150 Jahre Kriminalisierung sind genug! Schwangerschaftsabbruch - Recht statt Verurteilung
Diese Forderung vertritt pro familia, denn seit dem 15. Mai 1871 ist ein Schwangerschaftsabbruch im Strafgesetzbuch verankert. Das bedeutet, dass ein Schwangerschaftsabbruch grundsätzlich erst einmal eine Straftat darstellt und betroffene Frauen sich nicht selbstständig und auf eigenen Wunsch hin für die Beendigung der Schwangerschaft entscheiden können. Laut Gesetz sind Gefängnis- oder Geldstrafen möglich. Ein Schwangerschaftsabbruch wird somit kriminalisiert und die betroffenen Frauen sind mit bürokratischen Hürden konfrontiert. Damit die Beendigung der Schwangerschaft für die schwangere Frau straffrei bleibt, wurde die Beratungsregelung eingeführt. Dies meint, dass sich die betroffene Person vorab in einer anerkannten Schwangerschaftskonfliktberatungsstelle beraten lassen muss.
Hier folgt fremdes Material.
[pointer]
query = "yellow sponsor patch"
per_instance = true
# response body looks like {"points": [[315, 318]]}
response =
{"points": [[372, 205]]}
Das Recht auf Selbstbestimmung wird einer Frau, die ungewollt schwanger ist, aberkannt. Stattdessen herrscht ein „Beratungszwang“, der die betreffenden Frauen unter Rechtfertigungsdruck bringen und auch zu einer empfundenen Stigmatisierung führen kann. Auch darf man die moralische Aufladung des Themas Schwangerschaftsabbruch und die damit einhergehenden Folgen für die betreffenden Frauen nicht unterschätzen.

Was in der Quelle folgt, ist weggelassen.